Monday, June 8, 2015

Hammer Museum: This Is The End Event Blog


Me in front of the exhibit
This Is The End, is a multimedia exhibit at the Hammer Museum featuring three videos each independently made by three international artists. Each of these videos was presented for a certain portion of the exhibit’s running time, and when I attended, Ed Atkin’s Even Pricks was the video being showcased. This 8 minute video loop is among the most interesting art pieces of seen in recent memory. Combining vivid CGI-driven imagery along with a dense, yet highly refined soundscape, the video creates a powerful and unsettling message. The short loop is filled with interruptions and abrupt transitions, yet utilizes the same kinds of images and themes throughout. There is a limited amount of dialogue, and there are a few messages that make an appearance several times in the form of huge 3D movie-trailer style title sequences.

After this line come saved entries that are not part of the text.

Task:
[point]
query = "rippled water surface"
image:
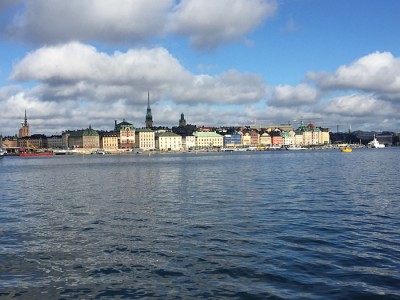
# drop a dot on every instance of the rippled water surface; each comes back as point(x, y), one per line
point(277, 225)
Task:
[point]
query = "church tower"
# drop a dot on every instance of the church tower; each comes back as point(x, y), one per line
point(24, 129)
point(182, 121)
point(149, 117)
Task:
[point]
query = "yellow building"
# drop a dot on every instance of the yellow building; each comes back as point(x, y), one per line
point(24, 129)
point(265, 139)
point(205, 140)
point(109, 140)
point(87, 139)
point(126, 134)
point(168, 141)
point(145, 139)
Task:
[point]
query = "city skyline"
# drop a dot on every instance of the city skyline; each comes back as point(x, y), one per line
point(221, 63)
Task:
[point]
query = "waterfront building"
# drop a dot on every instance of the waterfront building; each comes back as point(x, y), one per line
point(276, 137)
point(182, 121)
point(109, 140)
point(55, 142)
point(188, 142)
point(232, 140)
point(35, 141)
point(145, 139)
point(149, 116)
point(254, 138)
point(204, 140)
point(265, 139)
point(246, 139)
point(324, 136)
point(126, 134)
point(168, 141)
point(24, 129)
point(287, 138)
point(85, 138)
point(298, 138)
point(9, 142)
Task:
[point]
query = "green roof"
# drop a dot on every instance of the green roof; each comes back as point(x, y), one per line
point(166, 134)
point(206, 134)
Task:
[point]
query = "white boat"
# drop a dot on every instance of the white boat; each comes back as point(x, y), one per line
point(295, 147)
point(375, 144)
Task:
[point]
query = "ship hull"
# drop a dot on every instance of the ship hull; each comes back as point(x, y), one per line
point(36, 154)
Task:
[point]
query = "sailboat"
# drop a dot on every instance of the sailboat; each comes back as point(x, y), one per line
point(375, 144)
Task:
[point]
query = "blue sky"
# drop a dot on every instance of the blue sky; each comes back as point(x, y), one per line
point(75, 63)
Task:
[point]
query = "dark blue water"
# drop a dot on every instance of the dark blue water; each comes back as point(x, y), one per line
point(277, 225)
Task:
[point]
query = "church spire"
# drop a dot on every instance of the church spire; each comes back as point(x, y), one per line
point(26, 119)
point(149, 117)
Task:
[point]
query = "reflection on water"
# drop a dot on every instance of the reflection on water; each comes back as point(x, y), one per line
point(217, 225)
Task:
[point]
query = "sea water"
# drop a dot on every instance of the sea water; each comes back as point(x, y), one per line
point(251, 225)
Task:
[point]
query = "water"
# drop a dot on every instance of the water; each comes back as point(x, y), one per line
point(252, 225)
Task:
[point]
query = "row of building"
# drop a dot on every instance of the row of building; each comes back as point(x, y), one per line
point(184, 137)
point(125, 137)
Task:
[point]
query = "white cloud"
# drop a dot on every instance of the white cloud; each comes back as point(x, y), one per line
point(378, 73)
point(210, 23)
point(358, 105)
point(206, 23)
point(286, 95)
point(78, 71)
point(75, 85)
point(89, 20)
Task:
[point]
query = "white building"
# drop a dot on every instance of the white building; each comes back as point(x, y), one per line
point(208, 140)
point(145, 139)
point(168, 141)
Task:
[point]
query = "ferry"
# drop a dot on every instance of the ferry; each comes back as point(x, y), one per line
point(375, 144)
point(2, 153)
point(295, 147)
point(346, 149)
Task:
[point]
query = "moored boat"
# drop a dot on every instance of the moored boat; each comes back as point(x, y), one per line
point(375, 144)
point(34, 153)
point(346, 149)
point(295, 147)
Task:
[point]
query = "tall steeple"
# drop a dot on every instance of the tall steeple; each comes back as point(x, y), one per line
point(26, 119)
point(24, 129)
point(149, 117)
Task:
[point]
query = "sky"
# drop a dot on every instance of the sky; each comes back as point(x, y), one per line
point(74, 64)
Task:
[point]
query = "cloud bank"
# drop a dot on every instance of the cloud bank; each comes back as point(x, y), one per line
point(206, 23)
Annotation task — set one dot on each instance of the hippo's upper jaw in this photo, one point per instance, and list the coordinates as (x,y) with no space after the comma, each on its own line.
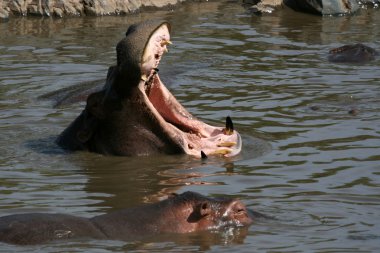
(194,136)
(135,114)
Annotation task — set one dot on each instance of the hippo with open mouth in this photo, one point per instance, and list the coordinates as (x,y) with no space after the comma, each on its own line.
(135,114)
(180,213)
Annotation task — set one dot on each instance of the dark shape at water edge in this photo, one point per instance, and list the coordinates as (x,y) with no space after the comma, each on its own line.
(353,53)
(179,213)
(324,7)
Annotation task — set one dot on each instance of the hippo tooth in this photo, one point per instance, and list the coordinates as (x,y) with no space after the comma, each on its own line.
(222,152)
(227,144)
(165,42)
(229,126)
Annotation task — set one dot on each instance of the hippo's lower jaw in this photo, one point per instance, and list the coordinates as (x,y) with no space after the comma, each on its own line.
(194,136)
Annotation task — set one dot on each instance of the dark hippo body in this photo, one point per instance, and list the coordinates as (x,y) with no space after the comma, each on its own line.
(135,114)
(357,53)
(184,213)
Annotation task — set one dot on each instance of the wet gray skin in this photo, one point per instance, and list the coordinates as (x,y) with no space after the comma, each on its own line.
(183,213)
(135,114)
(357,53)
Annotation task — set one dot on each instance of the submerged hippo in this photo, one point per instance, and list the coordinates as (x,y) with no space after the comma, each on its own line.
(183,213)
(357,53)
(135,114)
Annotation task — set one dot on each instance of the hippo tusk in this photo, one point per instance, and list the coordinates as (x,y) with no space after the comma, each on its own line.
(229,130)
(165,42)
(227,144)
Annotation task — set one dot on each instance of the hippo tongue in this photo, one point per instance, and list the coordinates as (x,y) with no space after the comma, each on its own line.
(193,135)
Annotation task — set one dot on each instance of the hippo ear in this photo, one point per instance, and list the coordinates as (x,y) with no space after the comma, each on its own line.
(204,209)
(201,210)
(87,128)
(95,105)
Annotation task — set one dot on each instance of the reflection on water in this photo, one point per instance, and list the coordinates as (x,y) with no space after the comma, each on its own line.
(308,160)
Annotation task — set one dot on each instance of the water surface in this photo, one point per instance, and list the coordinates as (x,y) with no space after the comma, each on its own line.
(311,128)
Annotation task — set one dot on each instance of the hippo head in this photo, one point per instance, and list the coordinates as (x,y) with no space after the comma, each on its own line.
(135,114)
(195,212)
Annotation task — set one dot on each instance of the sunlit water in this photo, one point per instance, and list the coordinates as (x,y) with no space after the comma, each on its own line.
(311,128)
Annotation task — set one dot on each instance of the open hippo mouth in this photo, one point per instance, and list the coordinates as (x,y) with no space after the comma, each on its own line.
(135,114)
(197,138)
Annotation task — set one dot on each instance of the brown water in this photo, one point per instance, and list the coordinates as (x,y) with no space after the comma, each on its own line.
(307,161)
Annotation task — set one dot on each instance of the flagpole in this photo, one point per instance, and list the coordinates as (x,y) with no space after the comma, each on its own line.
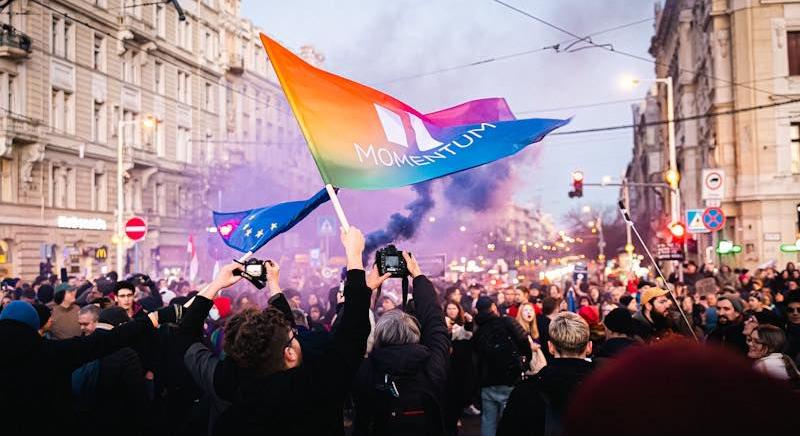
(337,207)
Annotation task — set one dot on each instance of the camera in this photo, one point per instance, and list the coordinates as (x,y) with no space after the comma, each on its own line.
(254,271)
(390,260)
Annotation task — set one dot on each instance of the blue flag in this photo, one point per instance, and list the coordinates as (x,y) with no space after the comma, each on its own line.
(249,230)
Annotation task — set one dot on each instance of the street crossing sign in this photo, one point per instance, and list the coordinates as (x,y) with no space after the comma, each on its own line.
(694,221)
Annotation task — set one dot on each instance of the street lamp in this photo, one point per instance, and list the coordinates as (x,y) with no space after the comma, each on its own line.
(675,194)
(148,123)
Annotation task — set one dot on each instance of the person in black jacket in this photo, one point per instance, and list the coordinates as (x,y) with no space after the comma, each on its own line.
(41,369)
(502,349)
(266,384)
(536,405)
(400,388)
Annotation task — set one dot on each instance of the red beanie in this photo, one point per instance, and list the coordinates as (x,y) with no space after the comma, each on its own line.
(223,305)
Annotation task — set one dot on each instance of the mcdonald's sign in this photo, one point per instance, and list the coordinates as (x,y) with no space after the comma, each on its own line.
(101,253)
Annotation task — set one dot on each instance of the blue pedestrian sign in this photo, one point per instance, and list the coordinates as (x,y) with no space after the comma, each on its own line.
(694,221)
(713,219)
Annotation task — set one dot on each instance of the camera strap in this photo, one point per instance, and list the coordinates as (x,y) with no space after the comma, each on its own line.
(405,291)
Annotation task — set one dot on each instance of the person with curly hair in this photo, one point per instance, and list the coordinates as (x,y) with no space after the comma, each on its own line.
(264,384)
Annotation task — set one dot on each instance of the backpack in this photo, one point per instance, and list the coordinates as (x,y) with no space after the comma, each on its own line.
(402,405)
(84,385)
(499,354)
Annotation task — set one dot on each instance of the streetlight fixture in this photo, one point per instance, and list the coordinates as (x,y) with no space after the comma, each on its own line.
(148,122)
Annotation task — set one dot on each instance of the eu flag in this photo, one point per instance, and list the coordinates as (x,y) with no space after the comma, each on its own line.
(249,230)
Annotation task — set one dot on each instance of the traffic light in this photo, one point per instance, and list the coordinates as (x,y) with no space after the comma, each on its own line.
(577,184)
(678,232)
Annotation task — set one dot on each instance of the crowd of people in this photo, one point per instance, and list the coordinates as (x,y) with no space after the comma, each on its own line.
(139,356)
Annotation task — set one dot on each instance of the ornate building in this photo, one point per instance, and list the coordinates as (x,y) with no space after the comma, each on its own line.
(736,69)
(189,99)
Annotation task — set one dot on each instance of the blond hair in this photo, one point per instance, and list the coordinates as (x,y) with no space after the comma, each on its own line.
(569,334)
(530,327)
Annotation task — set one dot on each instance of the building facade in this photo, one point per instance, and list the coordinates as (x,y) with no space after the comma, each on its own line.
(189,99)
(735,65)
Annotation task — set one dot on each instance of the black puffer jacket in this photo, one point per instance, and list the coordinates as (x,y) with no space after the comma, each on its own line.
(428,359)
(39,373)
(543,396)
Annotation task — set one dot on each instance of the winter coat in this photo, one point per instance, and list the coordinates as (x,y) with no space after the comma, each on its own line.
(488,324)
(730,335)
(39,373)
(304,400)
(526,411)
(430,357)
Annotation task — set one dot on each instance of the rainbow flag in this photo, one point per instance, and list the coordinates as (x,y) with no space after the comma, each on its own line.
(364,139)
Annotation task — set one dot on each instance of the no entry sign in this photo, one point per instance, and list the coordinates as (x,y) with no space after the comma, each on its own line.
(136,228)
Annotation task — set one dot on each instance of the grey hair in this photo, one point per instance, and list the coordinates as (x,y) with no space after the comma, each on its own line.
(396,327)
(91,309)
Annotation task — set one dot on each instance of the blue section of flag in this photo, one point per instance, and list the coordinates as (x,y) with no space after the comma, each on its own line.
(249,230)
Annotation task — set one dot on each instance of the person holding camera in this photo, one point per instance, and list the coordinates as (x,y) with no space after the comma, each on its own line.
(400,387)
(264,384)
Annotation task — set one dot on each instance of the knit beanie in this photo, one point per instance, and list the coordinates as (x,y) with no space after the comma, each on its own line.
(45,294)
(736,302)
(23,312)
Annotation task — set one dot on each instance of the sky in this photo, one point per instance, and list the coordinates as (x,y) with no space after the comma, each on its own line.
(385,44)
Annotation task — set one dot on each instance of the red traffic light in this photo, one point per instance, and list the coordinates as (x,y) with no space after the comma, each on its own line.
(678,232)
(577,184)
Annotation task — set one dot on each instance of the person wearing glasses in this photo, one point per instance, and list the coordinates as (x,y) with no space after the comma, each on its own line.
(792,303)
(265,385)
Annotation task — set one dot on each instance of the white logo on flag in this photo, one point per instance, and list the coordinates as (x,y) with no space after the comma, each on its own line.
(395,132)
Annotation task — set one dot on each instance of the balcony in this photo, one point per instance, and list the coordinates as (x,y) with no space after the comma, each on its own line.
(18,129)
(235,64)
(13,44)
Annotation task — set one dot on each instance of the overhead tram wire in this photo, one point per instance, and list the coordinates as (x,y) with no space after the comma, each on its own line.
(164,59)
(610,48)
(508,56)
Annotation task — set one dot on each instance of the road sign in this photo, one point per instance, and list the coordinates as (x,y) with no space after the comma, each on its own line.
(669,252)
(713,184)
(136,228)
(713,218)
(694,221)
(325,226)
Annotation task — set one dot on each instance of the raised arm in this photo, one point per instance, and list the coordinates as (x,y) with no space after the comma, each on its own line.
(429,314)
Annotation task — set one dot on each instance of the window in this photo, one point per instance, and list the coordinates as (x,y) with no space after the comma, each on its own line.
(184,88)
(208,97)
(160,86)
(62,111)
(62,38)
(160,199)
(793,50)
(161,21)
(98,57)
(99,122)
(100,192)
(794,148)
(131,67)
(184,33)
(6,190)
(183,145)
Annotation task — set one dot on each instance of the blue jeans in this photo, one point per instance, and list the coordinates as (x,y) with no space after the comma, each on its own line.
(493,400)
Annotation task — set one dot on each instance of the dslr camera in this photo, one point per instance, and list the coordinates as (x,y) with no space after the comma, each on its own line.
(254,271)
(390,260)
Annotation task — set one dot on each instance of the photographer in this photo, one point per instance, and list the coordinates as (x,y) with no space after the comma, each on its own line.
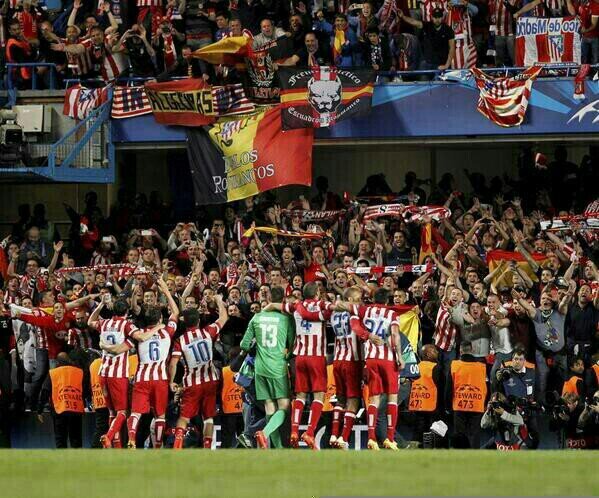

Action trailer-style title sequence
With it’s use of loud explosive sounds and graphics, along with over-the-top CGI visuals, at times Even Pricks looks like an action movie trailer. As Anne Ellegood and her colleagues put it in their essay about the work, “Though it is a completed artwork, Even Pricks is a preview of itself, made in anticipation of itself, which again seems to thwart the seductive promises of such image-making technologies.” Even Pricks uses it’s stylized imagery and sound to provide commentary on physical and psychological depression. I found Atkin’s approach to utilizing action-trailer style sounds and images, along with some recurring gestures and symbols to be particularly effective as a means of commenting on a medical disorder from an artistic perspective. 


Recurring CGI thumb image
One of the most frequently recurring images in the video is a thumb poking up out of a hairy, CGI arm and hand. This arm seems to float in and out of the frame, juxtaposed over a series of different images that seem to reference the repetitive activities of daily life. Yet the thumb doesn’t seem to interact with the scene other than touch certain things. The ‘thumbs-up’ gesture that tends to suggest a positive attitude is warped and played with here. Rather than suggesting a mood or commenting on the visual scene itself, the thumb simply floats around, and becomes subject to a number of unsettling visual distortions and transformations. To me, this comments on the detached aspect of depression, and how those who suffer from it seem only to interact with the surface of what surrounds them without emotionally grappling to anything. To me, this video is a prime example of how art and technology can be used in tandem to portray the effects of a medical disorder.